A donde apunto es a que a la larga estas escrituras van
diseminando una enfermedad incurable al interior de nuestra lengua. Pero una
enfermedad, habrá que reconocer, germinativa; aspecto que en suma se constituye
en un elemento fundamental más allá de los esfuerzos performativos de algunas
publicaciones. Sin embargo, quizás sea Jaime Saenz el ejemplo mayor de una
escritura que vivió con implacable intensidad la enfermedad y la agonía de una
lengua. Imposible no oír en los pasillos de esta torre abolida (para traer a
Nerval y con él al poeta Rubén Vargas) sus graves resonancias y con ellas los
agónicos chirridos de una lengua volcada en una vieja cacerola incendiaria y
transfiguradora.
Poner de relieve los detalles que avivan estos gestos sería
a su vez extremo para el desarrollo de estas notas. Sin embargo, creo verificar
que en el patio (casi) contemporáneo de la poesía en Bolivia hablan con la
misma dentadura imaginaria lo dado de un poema y el deterioro solitario que
significa escribir. En otras palabras, ámbito y proceso, modo y certidumbre
constituyen rasgos diferenciales que no reprimen la posibilidad de llamarse
poeta “sin necesidad de escribir ningún poema”, para decirlo con Saenz. Obras
imprescindibles como las de Edmundo Camargo, Guillermo Bedregal, Sergio Suárez
Figueroa, Jesús Urzagasti, Humberto Quino o Juan Cristóbal Mac Lean, son prueba
indudable de este proceso oscilatorio y que habría que empezar a escarbar no
tanto desde lo que esmeradamente publicaron, sino también desde lo que vive aún
disperso, anulado y oculto en cada uno de ellos.

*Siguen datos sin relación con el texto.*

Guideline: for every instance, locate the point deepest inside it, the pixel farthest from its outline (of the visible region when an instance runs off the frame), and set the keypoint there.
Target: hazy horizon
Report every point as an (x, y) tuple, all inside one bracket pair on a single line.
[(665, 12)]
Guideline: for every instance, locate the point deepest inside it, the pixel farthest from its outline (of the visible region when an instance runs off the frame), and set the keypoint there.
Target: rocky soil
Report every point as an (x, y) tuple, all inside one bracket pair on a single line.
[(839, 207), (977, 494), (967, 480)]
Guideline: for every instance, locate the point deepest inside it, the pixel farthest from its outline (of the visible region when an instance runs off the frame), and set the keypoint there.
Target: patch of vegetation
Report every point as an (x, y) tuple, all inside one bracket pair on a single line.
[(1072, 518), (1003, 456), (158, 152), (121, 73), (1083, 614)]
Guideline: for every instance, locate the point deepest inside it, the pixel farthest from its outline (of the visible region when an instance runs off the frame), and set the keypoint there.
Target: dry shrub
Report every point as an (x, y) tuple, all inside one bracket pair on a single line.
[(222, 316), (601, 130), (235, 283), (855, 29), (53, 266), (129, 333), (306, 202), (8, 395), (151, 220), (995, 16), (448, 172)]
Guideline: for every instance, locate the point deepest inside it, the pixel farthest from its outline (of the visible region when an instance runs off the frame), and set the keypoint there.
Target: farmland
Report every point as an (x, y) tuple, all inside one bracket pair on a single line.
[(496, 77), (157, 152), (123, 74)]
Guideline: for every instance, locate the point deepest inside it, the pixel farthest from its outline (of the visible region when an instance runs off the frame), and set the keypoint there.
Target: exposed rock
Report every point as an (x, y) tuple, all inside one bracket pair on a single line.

A su vez, un rasgo nutriente y complementario podría ser el
siguiente: para quienes suscriben esta historia no hay primer lector que no sea
el que escribe. Cómo no citar libros imprescindibles al respecto como La torre
abolida, Homo Demens, Bajo el cóncavo privilegio de la desmemoria, Leyenda,
Tras el cristal, El libro entre los árboles, Parodias, invenciones y otras
blasfemias o el último poema de Luciérnaga sangrante; todos ellos creados a
partir de la clara convicción de “no escribir ningún poema” sino de
reescribirlo y en algunos casos transgredirlo, aspectos que a su vez derivan en
una actitud devastadora del oficio de escribir. Pensemos en su más ardiente
portavoz, Humberto Quino, cuando anota al inicio de un poema: La escritura
(léase también la lectura) es el eco de la maldición de estar vivos. A lo que
responderíamos con una frase lacónica de Laura Villanueva Rocabado, su mamá: el
encanto se ha roto.
Cerraría estos brevísimos apuntes señalando que si bien es
frecuente pensar la poesía como una evolución, considero que en Bolivia no es
posible manejar este criterio. Ningún poema es evolución de ningún otro. Por
eso sus poetas se dedican a la ofrenda indecible y por qué no ilegible de sus
poemas. Se detestan abierta o silenciosamente entre ellos, y desparraman su
lengua putrefacta e intensa por calles, ciudades y recovecos; pero todos juegan
a la pelota en el mismo patio verbal, y esto resulta, algo así, como un logro
inaudito y productivo; sin nuevo patio y sin nombre todavía.